Penguatan IHSG hari ini terbilang solid, dengan kenaikan sebesar 74,42 poin atau setara 0,84 persen dibandingkan penutupan sebelumnya.
BACA JUGA:Pasca Reshuffle Kemenkeu IHSG Anjlok Hingga 1,28%, Ini Tanggapan Purbaya
Pergerakan positif ini didorong oleh mayoritas saham yang bergerak di zona hijau sepanjang sesi perdagangan.
Berdasarkan data penutupan, sebanyak 451 saham berhasil menguat, sementara 269 saham melemah dan 238 saham lainnya bergerak stagnan.
Nilai transaksi tercatat cukup besar yang mana mencapai Rp33,8 triliun dengan volume perdagangan sebanyak 65,6 miliar saham.
Dari sisi indeks lainnya, kinerja bursa terpantau bervariasi. Indeks LQ45 naik 0,62 persen ke level 865, sedangkan IDX30 menguat tipis 0,07 persen ke posisi 442.
Sementara itu, indeks JII terkoreksi tipis 0,01 persen ke level 596, diikuti indeks MNC36 yang melemah 0,08 persen ke angka 349.
BACA JUGA:Shutdown AS hingga Data Ekonomi Domestik Diperkirakan Pengaruhi IHSG Pekan Ini
Mayoritas sektor saham turut menopang penguatan IHSG. Sektor energi, keuangan, teknologi, properti, infrastruktur, bahan baku, industri, hingga kesehatan kompak berada di zona hijau.

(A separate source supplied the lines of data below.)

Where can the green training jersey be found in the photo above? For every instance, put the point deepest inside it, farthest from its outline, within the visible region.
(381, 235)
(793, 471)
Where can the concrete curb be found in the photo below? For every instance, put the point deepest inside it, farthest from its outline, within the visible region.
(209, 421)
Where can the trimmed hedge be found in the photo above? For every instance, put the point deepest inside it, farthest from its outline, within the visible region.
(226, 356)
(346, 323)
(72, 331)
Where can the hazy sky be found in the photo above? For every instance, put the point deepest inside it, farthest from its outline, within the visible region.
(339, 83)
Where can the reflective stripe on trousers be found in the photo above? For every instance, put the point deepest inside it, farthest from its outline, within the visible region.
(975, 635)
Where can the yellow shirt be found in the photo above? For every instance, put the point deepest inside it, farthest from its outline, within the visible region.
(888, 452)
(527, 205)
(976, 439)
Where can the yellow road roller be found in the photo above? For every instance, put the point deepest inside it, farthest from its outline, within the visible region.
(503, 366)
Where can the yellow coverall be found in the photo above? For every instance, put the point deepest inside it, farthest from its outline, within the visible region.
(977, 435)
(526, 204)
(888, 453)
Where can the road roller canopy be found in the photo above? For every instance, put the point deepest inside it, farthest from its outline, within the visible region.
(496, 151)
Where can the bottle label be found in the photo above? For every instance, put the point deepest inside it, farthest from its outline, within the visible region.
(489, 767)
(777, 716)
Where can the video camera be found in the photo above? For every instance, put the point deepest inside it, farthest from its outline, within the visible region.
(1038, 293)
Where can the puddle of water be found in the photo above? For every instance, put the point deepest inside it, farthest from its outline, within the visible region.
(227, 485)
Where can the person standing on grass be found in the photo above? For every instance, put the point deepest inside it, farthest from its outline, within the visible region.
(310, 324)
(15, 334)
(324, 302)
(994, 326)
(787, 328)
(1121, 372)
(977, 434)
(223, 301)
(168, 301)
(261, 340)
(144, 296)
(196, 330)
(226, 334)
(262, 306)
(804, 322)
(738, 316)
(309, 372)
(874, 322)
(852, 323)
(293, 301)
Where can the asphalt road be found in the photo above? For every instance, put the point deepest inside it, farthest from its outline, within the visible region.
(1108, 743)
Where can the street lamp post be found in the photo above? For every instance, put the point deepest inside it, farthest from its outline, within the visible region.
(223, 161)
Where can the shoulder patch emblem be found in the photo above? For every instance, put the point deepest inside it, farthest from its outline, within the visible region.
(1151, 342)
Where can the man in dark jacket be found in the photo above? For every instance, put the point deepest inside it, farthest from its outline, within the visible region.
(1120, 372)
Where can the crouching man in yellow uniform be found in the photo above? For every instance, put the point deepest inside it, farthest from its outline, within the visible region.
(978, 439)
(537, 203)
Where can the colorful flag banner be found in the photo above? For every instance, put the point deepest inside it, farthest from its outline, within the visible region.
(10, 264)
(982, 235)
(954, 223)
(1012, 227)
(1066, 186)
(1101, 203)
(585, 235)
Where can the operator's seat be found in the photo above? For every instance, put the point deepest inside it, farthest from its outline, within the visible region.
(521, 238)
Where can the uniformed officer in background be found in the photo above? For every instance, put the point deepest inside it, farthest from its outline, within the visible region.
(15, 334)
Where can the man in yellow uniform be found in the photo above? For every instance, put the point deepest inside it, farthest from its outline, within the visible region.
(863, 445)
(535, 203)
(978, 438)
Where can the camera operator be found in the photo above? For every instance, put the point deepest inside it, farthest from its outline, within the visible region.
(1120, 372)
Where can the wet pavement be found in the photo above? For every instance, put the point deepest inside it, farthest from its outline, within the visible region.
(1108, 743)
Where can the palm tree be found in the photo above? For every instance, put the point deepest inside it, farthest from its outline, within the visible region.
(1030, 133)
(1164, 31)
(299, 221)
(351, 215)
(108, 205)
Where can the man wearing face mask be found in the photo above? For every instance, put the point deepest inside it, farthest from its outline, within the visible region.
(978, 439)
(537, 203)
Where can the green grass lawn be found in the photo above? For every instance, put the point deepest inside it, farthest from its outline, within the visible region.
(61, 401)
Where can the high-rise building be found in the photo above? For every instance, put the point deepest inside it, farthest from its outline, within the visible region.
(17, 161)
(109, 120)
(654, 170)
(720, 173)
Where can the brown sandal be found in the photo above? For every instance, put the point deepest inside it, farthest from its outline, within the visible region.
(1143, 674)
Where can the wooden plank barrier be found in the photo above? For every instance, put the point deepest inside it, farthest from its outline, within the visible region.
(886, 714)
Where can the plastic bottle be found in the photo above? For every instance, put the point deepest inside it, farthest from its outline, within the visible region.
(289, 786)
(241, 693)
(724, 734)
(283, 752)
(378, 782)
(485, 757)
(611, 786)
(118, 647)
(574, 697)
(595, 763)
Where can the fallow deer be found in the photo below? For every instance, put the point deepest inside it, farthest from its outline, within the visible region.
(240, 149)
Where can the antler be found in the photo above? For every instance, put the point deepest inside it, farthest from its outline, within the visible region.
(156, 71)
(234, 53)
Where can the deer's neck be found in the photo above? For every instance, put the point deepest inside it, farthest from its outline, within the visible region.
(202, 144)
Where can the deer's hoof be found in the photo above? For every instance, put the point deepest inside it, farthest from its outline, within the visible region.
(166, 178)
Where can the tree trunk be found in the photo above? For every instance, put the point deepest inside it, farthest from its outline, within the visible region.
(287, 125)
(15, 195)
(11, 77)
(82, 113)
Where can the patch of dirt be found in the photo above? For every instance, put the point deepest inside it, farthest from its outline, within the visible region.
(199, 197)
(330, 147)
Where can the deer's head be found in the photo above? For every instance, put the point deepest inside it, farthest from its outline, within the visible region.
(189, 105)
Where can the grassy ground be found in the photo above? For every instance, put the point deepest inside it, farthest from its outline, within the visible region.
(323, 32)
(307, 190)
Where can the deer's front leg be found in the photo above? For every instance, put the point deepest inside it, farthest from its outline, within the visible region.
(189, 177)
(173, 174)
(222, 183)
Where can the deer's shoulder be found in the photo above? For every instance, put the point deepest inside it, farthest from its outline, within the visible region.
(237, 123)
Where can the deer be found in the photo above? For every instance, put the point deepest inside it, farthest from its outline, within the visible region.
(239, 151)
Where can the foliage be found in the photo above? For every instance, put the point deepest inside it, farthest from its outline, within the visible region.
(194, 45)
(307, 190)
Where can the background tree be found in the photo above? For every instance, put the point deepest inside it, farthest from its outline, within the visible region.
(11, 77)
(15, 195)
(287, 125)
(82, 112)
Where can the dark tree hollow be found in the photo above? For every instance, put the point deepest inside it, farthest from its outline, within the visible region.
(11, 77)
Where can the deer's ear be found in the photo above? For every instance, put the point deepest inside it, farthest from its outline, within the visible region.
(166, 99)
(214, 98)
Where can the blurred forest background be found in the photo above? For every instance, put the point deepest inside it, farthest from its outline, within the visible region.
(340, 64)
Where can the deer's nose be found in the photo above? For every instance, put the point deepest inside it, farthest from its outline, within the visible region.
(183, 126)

Adapun satu-satunya sektor yang tercatat melemah pada perdagangan hari ini adalah sektor transportasi.
Untuk jajaran saham dengan penguatan tertinggi, PT Electronic City Indonesia Tbk (ECII) mencuri perhatian setelah melonjak 34,74 persen ke level Rp256.
Disusul PT Astrindo Nusantara Infrastruktur Tbk (BIPI) yang naik 34,68 persen ke Rp167, serta PT Equity Development Investment Tbk (GSMF) yang menguat 34,51 persen ke posisi Rp152.
Di sisi lain, sejumlah saham justru mengalami tekanan. Saham PT Indo Premier Investment Management Tbk (XIML) turun paling dalam, terkoreksi 14,84 persen ke Rp218.